UK government borrowing exceeded expectations in October, with benefits and public sector wages intensifying pressures on the public purse ahead of Rachel Reeves’ Budget next Wednesday.
The Office for National Statistics showed that public sector net borrowing had reached £17.4bn in the last set of public finances data that government officials will see before Wednesday’s crucial political event.
City economists expected government borrowing to come in at £15.2bn over the month.
Total borrowing in the current financial year has now also exceeded £100bn as it hit £116.8bn. This was nearly £10bn higher than the figure forecast by the Office for Budget Responsibility (OBR).
The fiscal watchdog will not take the latest set of numbers into account in its fiscal forecast to be published next week.

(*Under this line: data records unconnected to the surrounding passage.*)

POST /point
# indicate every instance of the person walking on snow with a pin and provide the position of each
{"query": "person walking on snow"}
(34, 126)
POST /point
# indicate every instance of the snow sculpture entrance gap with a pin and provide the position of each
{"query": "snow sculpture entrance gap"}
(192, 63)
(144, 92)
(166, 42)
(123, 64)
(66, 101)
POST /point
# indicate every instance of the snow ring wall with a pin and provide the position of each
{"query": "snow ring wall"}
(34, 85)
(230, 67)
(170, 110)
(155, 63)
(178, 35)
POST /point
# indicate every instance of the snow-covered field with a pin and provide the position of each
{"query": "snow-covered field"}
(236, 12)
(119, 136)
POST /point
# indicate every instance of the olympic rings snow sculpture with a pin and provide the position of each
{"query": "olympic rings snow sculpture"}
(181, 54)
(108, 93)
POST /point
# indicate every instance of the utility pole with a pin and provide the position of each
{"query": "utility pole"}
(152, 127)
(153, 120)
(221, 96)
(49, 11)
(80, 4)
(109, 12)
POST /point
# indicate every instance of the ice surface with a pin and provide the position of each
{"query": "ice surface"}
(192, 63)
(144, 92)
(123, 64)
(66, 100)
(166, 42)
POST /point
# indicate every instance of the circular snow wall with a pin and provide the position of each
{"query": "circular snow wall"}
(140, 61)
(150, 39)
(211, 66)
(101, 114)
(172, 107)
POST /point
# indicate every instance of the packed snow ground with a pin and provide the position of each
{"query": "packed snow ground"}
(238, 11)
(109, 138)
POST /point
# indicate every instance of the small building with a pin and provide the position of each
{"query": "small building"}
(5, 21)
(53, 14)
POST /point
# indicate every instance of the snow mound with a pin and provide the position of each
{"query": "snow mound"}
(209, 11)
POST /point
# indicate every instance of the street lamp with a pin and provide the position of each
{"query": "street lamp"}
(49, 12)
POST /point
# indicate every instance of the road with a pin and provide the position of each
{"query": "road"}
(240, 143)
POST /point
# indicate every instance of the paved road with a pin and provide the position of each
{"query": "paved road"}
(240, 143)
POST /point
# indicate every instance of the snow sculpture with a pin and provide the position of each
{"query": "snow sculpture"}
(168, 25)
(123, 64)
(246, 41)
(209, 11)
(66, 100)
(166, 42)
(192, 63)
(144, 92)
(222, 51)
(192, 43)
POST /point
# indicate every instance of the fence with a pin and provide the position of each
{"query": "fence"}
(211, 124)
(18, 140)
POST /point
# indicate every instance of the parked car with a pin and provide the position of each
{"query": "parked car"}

It is presenting its last forecast measures to Reeves today, with the Chancellor now set to get an official reading of the size of her headroom and the impact new Budget policies will have on growth.

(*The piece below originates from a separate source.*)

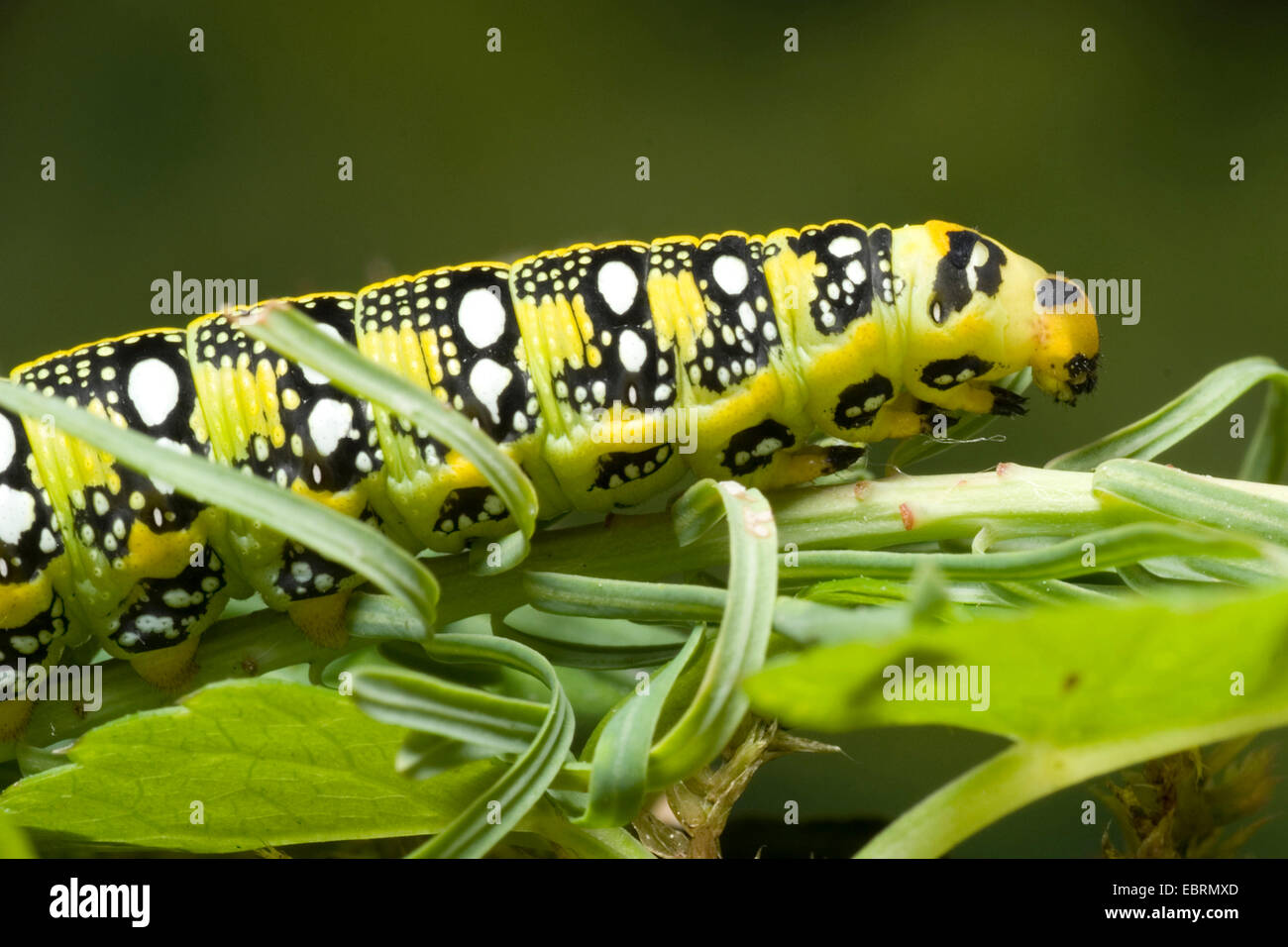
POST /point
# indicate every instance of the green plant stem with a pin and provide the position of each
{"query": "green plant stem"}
(1014, 500)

But the latest set of figures on taxation, expenditure and borrowing will send a warning to Treasury officials putting their final touches on the upcoming Budget, which is expected to unveil fresh tax rises to fill a £20bn fiscal hole.
The government’s borrowing costs were £8.4bn for the month. Reeves has publicly said she will use the Budget to lower borrowing costs by curbing the cost of living.

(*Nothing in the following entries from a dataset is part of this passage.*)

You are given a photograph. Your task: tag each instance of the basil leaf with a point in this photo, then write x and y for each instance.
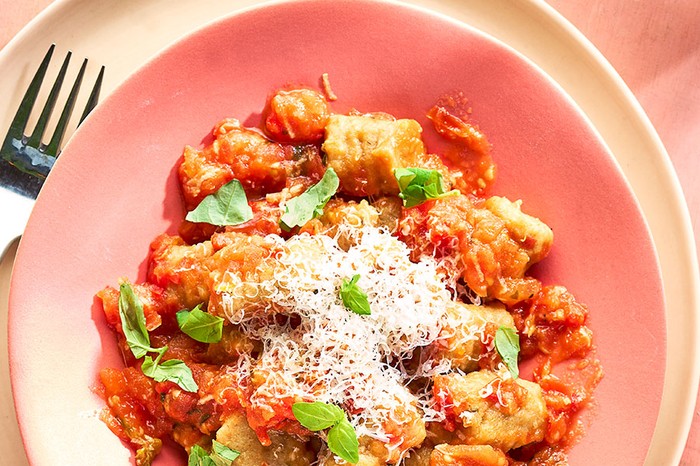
(200, 325)
(316, 415)
(311, 202)
(417, 185)
(342, 441)
(220, 455)
(508, 347)
(172, 370)
(133, 321)
(223, 455)
(199, 457)
(227, 206)
(354, 297)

The OBR said in March that debt interest payments could exceed £110bn this year, more than twice the defence budget and near the level spent on education.
Reeves believes she can reap the benefits of lowering borrowing costs, which could include seeing public expenditure funds get freed up.
Government borrowing storm
Treasury officials will also be taking a close look at receipts from individual taxes amid rumours that the Budget will contain a collection of small revenue-raisers, rather than a broad-based approach that risks breaking Labour Party manifesto commitments.
Markets have been on edge over the last week after it was reported that Reeves had ditched plans to raise income tax, which City investors believe is a reliable way to fill a fiscal hole.
Briefings to media outlets suggested that the tax rise had been abandoned due to improved OBR forecasts, though those claims are facing intense scrutiny from independent economists and Shadow Chancellor Mel Stride, who wrote to the OBR on Thursday to seek clarification on changes to the fiscal hole.
A £20bn fiscal hole has been largely created by OBR revisions to productivity trend forecasts, which is expected to be downgraded by 0.3 percentage points, welfare savings U-turns and higher government borrowing costs.